From the onset the organization had opposed any sort of ethnic subdivisions within the union movement. However the union was badly affected by the Czech/German split in the trade union movement, as a separate Union of Czech Miners was founded in October 1910. The Union der Bergarbeiter lost more than half of its membership during this crisis. In particular, it lost influence in Ostrau.

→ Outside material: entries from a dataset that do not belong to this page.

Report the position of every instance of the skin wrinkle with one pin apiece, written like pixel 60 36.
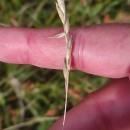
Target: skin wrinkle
pixel 101 55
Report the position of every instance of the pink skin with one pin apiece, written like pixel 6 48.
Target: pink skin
pixel 101 50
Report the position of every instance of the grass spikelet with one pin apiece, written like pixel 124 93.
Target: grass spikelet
pixel 60 6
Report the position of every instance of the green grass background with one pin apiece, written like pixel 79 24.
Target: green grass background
pixel 28 93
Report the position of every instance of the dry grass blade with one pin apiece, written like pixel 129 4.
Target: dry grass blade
pixel 60 6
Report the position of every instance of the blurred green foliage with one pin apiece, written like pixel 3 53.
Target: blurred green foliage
pixel 29 92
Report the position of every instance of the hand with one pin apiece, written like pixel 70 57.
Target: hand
pixel 101 50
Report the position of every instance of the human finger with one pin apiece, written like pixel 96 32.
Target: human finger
pixel 106 109
pixel 101 49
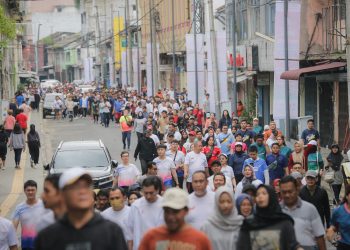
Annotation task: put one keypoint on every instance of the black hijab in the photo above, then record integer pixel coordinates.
(264, 217)
(335, 159)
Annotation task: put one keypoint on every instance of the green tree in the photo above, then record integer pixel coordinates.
(7, 30)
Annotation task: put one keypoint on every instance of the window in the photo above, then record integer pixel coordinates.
(270, 14)
(243, 20)
(255, 7)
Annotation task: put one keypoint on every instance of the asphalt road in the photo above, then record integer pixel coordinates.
(52, 132)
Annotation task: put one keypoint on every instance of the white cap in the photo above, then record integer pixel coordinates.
(175, 198)
(312, 142)
(71, 175)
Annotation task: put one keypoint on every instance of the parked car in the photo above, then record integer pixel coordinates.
(92, 155)
(48, 103)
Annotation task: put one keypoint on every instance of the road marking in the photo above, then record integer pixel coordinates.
(17, 184)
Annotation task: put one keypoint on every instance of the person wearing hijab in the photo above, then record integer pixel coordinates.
(334, 160)
(244, 204)
(269, 228)
(223, 226)
(249, 178)
(33, 140)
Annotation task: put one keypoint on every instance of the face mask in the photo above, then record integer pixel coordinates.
(117, 204)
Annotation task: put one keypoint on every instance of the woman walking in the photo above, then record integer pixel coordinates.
(17, 143)
(223, 226)
(269, 228)
(3, 147)
(34, 146)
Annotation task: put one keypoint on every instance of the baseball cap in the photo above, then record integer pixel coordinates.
(311, 173)
(175, 198)
(312, 142)
(72, 175)
(296, 175)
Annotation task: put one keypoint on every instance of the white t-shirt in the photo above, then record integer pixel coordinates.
(211, 183)
(164, 168)
(155, 139)
(127, 175)
(144, 216)
(228, 171)
(200, 208)
(119, 217)
(8, 235)
(195, 162)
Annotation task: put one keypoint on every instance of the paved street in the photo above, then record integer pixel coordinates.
(51, 133)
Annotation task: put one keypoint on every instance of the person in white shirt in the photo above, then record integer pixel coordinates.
(118, 212)
(227, 170)
(166, 167)
(125, 174)
(194, 161)
(146, 212)
(201, 201)
(216, 167)
(8, 238)
(178, 158)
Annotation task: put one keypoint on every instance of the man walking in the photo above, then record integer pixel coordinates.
(317, 196)
(145, 150)
(81, 227)
(166, 167)
(195, 161)
(28, 214)
(307, 222)
(175, 232)
(145, 212)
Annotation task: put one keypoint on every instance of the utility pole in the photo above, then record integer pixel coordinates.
(129, 44)
(155, 59)
(99, 47)
(37, 53)
(112, 67)
(173, 34)
(234, 65)
(347, 2)
(195, 9)
(286, 67)
(214, 57)
(138, 46)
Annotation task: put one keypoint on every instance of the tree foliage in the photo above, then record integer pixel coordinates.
(7, 30)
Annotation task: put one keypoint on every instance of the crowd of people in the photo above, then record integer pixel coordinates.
(205, 183)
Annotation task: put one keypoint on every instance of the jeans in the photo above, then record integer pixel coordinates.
(18, 153)
(34, 152)
(336, 190)
(126, 135)
(106, 119)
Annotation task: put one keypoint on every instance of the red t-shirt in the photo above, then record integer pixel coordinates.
(22, 120)
(188, 238)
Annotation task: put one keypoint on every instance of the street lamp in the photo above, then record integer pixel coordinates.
(37, 52)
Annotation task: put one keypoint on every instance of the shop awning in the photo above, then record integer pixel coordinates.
(295, 74)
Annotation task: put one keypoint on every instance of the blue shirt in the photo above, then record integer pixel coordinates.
(310, 134)
(225, 141)
(276, 165)
(259, 168)
(236, 162)
(19, 99)
(246, 136)
(261, 151)
(341, 220)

==In the Czechoslovak Republic==
The name 'Union der Bergarbeiter in der CSR' was adopted after the establishment of Czechoslovakia. The branches of the union in areas that remained in Austria formed a separate union, the Verband der Bergarbeiter Deutschösterreichs ('Union of Miners of German Austria'), in 1920. Union der Bergarbeiter in der CSR was affiliated to the Central Commission of German Trade Unions in the Czechoslovak Republic. Politically it was linked to the German Social Democratic Workers Party in the Czechoslovak Republic. By 1920 the Union der Bergarbeiter in der CSR had some 46,000 members. But with the emerging economic crisis and the neglect of the mining industry by the Prague government, the membership of the union declined. By 1921 it had dropped to 37,582, in 1925 the union had 16,261 members and by 1936 just 14,057. In 1928, Union der Bergarbeiter won 308 out of a total of 1,305 seats in mine workers councils across Czechoslovakia. The union was the largest miners union in North Bohemia (where is won 178 out of 451 council seats) and Falkenov (where it won 95 out of 126 seats).

==Leadership==
Anton Jarolim served as the chairman of the union from 1906 until his death in 1933. Josef Zinner took over as chairman of the union after Jarolim's death. Peter Cingr served as deputy chairman and secretary from the foundation of the union. Emil Haase was the general secretary of the union during the Czechoslovakia period. The 9th congress of the union ('XI. Unionstag'), held in Brüx June 19-21, 1937 elected the following leadership: Zinner (Falkenau) as chairman, Josef Zwonar from Schönfeld and Franz Schaffarsch from Weißkirchlitz as deputy chairmen, Haase from Turn as Central Secretary, and Johann Kloiber, Karl Wildner, Hermann Lehnert, Richard Wirkner, Franz Demel Johann Sippl, Wenzel Lutz, Josef Lischka and Josef Hübner as the remaining members of the executive.

==Press organs==
The union published the weekly newspaper Glück Auf in German language. Karl Schmidt served as the editor of Glück Auf between 1919 and 1938. The Czech-language newspaper Na zdar! was the Czech language organ of the union. It later became the organ of the Czech Miners Union. Górnik ('Miner') was the Polish language organ of the union. It was initially published from Cieszyn, and later from Mährisch-Ostrau. The Slovenian language organ was Rudar, issued from Trifail.